Mayor Bill de Blasio today announced Safe Summer NYC, a comprehensive plan to end gun violence and bring New York City back from the COVID-19 crisis. Safe Summer NYC will deter gun violence with real consequences for picking up a firearm and create disincentives to turning to a life of crime by providing real, positive alternatives for young people. With a focus on the Community, Cops, and Courts & Justice System, the plan has three distinct components: increased investment in communities, strategic police presence in targeted areas, and greater coordination across the justice system.
"A recovery for all of us means every New Yorker is safe and feels safe in their neighborhood,” said Mayor Bill de Blasio. "Safe Summer NYC is the comprehensive roadmap to end gun violence and bring our city back stronger than ever.”

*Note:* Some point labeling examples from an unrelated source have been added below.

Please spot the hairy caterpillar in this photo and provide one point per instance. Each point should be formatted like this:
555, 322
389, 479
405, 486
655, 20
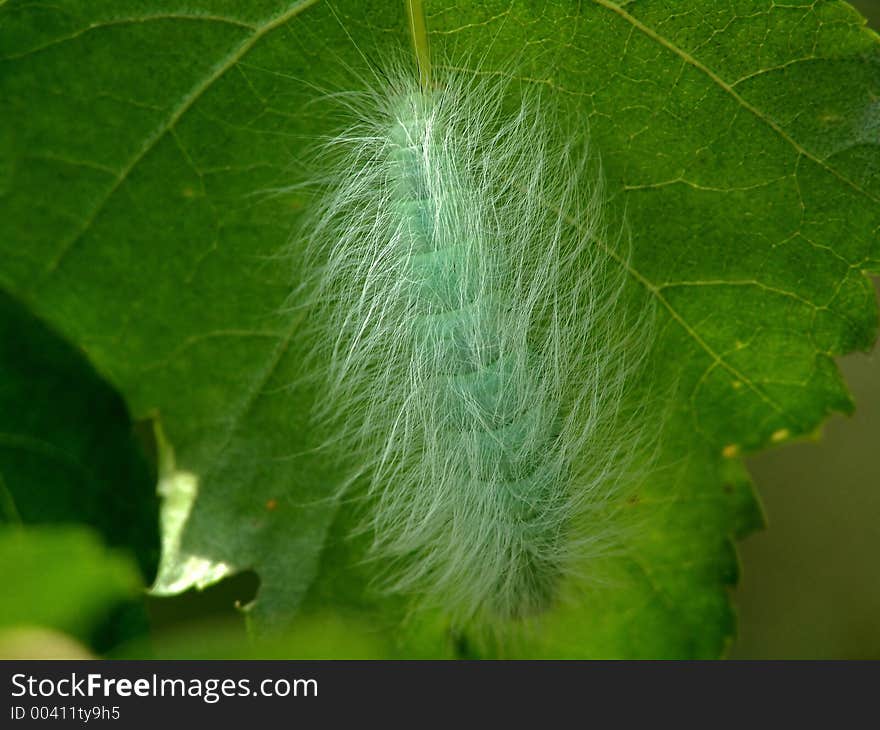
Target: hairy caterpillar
479, 357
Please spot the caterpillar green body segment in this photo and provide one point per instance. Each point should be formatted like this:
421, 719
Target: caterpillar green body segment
478, 358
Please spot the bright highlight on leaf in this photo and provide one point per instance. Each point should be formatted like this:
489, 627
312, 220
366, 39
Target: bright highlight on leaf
737, 140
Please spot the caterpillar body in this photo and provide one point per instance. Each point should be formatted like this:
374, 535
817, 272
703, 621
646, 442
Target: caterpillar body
479, 356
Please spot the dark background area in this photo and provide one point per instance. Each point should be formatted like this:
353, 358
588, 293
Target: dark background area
810, 583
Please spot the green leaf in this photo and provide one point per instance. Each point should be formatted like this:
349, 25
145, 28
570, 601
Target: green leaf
741, 140
61, 578
67, 452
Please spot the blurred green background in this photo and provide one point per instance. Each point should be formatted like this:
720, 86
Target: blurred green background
810, 583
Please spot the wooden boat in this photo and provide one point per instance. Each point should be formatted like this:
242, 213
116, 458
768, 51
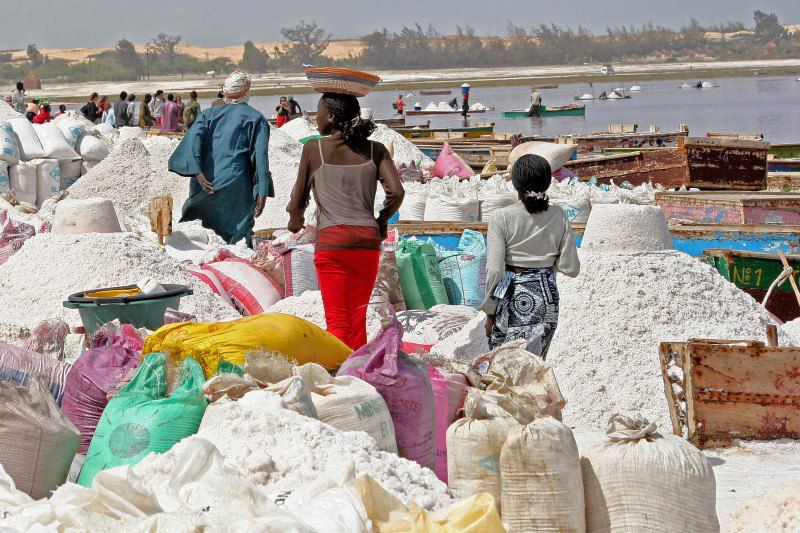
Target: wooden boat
666, 167
692, 239
596, 143
783, 181
468, 132
731, 207
783, 165
754, 272
552, 111
785, 150
413, 113
726, 390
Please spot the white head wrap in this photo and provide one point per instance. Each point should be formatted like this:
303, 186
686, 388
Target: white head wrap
236, 87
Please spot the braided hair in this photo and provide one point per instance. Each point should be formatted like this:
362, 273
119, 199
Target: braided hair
531, 176
346, 117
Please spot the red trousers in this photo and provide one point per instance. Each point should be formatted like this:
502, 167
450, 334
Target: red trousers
346, 280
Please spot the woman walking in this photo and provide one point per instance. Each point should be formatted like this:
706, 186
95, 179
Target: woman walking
528, 242
343, 170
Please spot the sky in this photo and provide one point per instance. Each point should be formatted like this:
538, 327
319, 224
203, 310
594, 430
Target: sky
219, 23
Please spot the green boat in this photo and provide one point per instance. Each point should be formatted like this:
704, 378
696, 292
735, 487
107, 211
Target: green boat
573, 110
754, 272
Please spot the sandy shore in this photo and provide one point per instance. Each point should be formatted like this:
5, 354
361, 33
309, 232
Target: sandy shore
272, 83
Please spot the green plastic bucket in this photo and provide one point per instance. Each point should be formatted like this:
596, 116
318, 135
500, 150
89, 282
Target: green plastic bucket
141, 310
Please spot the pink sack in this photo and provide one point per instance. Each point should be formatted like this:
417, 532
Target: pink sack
19, 365
404, 383
449, 164
250, 289
13, 235
92, 377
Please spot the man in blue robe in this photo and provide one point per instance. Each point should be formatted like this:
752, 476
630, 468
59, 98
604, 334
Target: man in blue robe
226, 151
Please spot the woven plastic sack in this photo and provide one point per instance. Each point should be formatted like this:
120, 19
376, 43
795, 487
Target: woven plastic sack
387, 288
13, 235
300, 274
212, 342
93, 376
20, 365
9, 147
24, 181
48, 179
350, 404
449, 164
28, 142
54, 143
405, 385
473, 447
636, 479
464, 269
540, 472
249, 288
5, 178
420, 277
143, 417
39, 442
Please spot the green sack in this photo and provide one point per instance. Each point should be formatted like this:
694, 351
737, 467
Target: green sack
420, 277
142, 417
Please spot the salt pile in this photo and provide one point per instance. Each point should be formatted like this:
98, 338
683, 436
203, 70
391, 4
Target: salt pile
776, 510
130, 176
614, 315
308, 306
282, 451
49, 267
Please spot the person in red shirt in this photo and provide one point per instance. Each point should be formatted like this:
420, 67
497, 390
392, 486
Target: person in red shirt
43, 116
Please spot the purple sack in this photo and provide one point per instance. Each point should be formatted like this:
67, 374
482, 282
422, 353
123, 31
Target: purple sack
93, 375
404, 383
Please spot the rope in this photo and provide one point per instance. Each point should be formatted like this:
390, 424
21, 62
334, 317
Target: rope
783, 276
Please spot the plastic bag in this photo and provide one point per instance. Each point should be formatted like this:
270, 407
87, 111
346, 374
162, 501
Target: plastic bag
464, 269
20, 365
48, 338
405, 385
39, 442
141, 418
92, 377
212, 342
13, 235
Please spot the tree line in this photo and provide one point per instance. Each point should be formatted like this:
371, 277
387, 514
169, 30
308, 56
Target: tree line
415, 47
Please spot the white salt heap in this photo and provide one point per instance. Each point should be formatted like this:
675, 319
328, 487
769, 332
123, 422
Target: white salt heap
282, 451
36, 280
308, 306
776, 510
131, 176
614, 316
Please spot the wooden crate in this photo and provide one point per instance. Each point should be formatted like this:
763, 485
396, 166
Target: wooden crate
719, 390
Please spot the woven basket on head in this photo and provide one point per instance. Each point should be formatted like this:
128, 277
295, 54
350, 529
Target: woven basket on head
341, 80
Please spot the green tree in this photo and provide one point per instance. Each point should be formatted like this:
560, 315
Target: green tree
35, 56
254, 59
768, 29
125, 54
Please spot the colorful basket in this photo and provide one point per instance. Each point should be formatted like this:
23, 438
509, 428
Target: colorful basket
341, 80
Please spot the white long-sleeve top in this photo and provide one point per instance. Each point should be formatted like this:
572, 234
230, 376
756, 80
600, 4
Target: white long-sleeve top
518, 239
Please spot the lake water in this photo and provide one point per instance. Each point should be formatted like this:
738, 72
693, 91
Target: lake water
761, 104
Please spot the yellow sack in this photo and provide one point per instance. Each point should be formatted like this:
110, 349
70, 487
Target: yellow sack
212, 342
477, 514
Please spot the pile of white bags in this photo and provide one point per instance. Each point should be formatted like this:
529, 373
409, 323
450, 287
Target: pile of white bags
350, 404
636, 479
39, 442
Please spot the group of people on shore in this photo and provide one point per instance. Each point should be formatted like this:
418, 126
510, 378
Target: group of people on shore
168, 112
226, 155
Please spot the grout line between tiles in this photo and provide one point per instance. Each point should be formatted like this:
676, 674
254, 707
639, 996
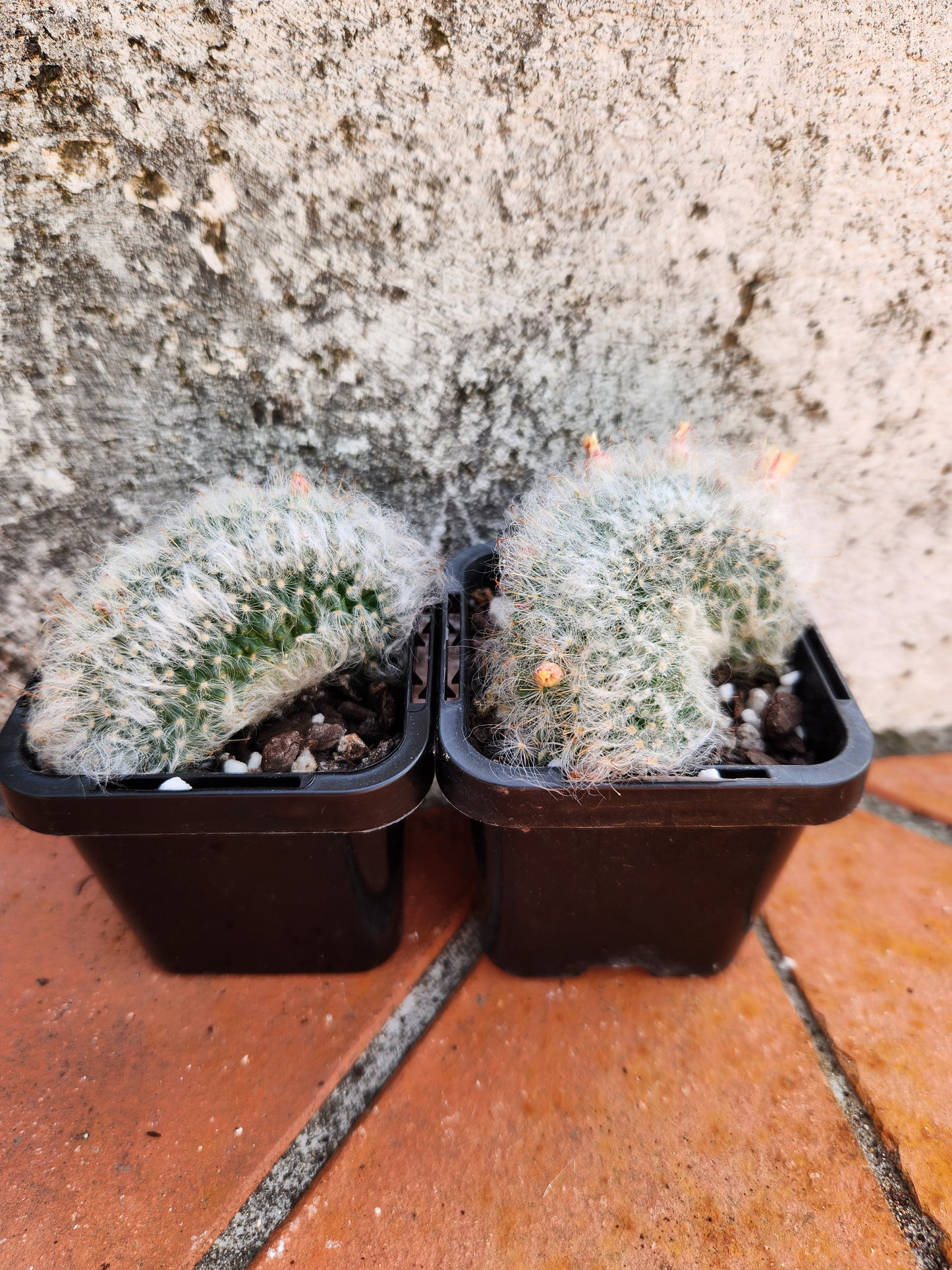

COMMUNITY: Investing in Neighborhoods
- Double Cure Violence workforce across 31 sites
- Double Summer Youth Anti-Violence employment slots from 800 to 2000, both during the summer and throughout the year
- Launch Operation Safe Parks and Gang-Free Zones—a partnership between the NYPD and community stakeholders—to provide safe, protected places for people to congregate free from violence and with peace-of-mind
- Host Saturday Night Light games at 100 sites citywide
- Completely refurbish 15 basketball courts at NYCHA developments by August, as well as four basketball courts and a new soccer pitch at Colonel Charles Young Park in Harlem by July
- Increase Tip Rewards up to $5,000 Drive Community Engagement
- Hold anti-violence fairs in 30 neighborhoods across the city
COPS: Strategic, Precise Deployments to Targeted Areas
- Precise police presence to prevent gun violence by targeting gangs and crews with a focus on the 100 blocks with the highest rates of gun violence
- Enhance patrol strength ahead of summer by shifting approximately 200 officers from administrative assignments to key areas
- Expand the Community Solutions Program, a strategy that uses community-based organizations, City services, and NYPD response to connect community members to resources and improve their neighborhoods
- Expand ShotSpotter by 8.78 square miles
- Re-Launch Ceasefire, a program that uses credible messengers to deliver strong message to high-risk populations with goal of decreasing violence without increasing arrests and incarceration
- Launch a Gun Buyback Advertising Campaign
COURTS: Coordinate Across the Justice System
- Work with the Courts to implement its comprehensive plan to expand in-person operations
- Launch a collaboration between DAs, NYPD and MOCJ to mobilize resources focused on the most serious gun cases
- Unveil the NYC Joint Force to End Gun Violence—composed of members of NYPD, Cure Violence providers, District Attorney offices, the Mayor’s Office of Criminal Justice, City agencies, local community groups and law enforcement organizations—to bring an individualized, sustained focus on likely shooters. The Joint Force will launch in Queens and soon expand citywide
- Create enhanced services and supervision for pretrial defendants for gun possession cases, which must be matched by State action to support more people on parole across the city
“Our plan involves precision policing, the application of technology, partnerships with other City agencies, and a focus on youth. But the core of it is in the neighborhood policing philosophy: cops and community working together to curb violence,” said Chief Rodney Harrison.
“My strategy as District Attorney has always been to focus our resources on the drivers of crime, which are the small number of individuals who are responsible for the shootings and killings on our streets. Those are exactly the cases that will be prioritized to go to trial under this initiative – people who we believe have demonstrated a willingness to harm others, and who continue to pose an active risk to public safety. I commend Mayor de Blasio for adopting a comprehensive strategy to addressing the violence. His initiative, coupled with my Office’s multi-faceted approach, which relies on going after the shooters, cutting off the supply by targeting firearm traffickers and working with Cure Violence groups, hosting gun buybacks and participating in other programs that get our communities involved, will help us stamp out the recent rise in shootings and return to the historic levels of public safety we enjoyed before the past year,” said Brooklyn District Attorney Eric Gonzalez.